Almanacco del 26 giugno, anno 1963: in occasione della visita ufficiale a Berlino Ovest, il presidente statunitense John Fitzgerald Kennedy pronuncia l’iconica frase “Ich bin ein Berliner”. La locuzione, che in italiano si traduce come “io sono un berlinese”, diventerà una delle più note e popolari della breve presidenza del democratico. Solamente cinque mesi più tardi Kennedy troverà la morte per assassinio nella città di Dallas, Texas.

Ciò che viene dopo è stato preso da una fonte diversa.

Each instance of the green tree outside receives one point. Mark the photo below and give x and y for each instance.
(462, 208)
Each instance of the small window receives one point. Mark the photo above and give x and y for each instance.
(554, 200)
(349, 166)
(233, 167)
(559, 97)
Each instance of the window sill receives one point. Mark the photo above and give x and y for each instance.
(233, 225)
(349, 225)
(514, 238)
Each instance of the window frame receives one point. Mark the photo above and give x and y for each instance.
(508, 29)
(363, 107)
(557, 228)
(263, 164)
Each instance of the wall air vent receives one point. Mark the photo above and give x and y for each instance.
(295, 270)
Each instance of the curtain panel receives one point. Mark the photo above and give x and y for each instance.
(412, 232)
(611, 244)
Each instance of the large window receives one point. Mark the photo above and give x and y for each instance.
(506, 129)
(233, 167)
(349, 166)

Berlino non era una città qualunque. La storica capitale tedesca era ben addentro il territorio di competenza sovietica. Tuttavia le grandi potenze vincitrici della Seconda Guerra Mondiale, si accordarono per una spartizione amministrativa della città. Si distinsero ben presto quattro settori: uno controllato dagli USA, uno dalla Francia, uno dal Regno Unito e l’ultimo – ad est – dall’Unione Sovietica. La tensione della Guerra Fredda aumentò tra il 1948 e il 1949 a tal punto da costringere Mosca ad ordinare il blocco della città. Al gesto gli Alleati non poterono fare altro che rispondere con un ponte aereo. Si organizzarono voli umanitari per rifornire di cibo e quant’altro i settori occidentali di Berlino.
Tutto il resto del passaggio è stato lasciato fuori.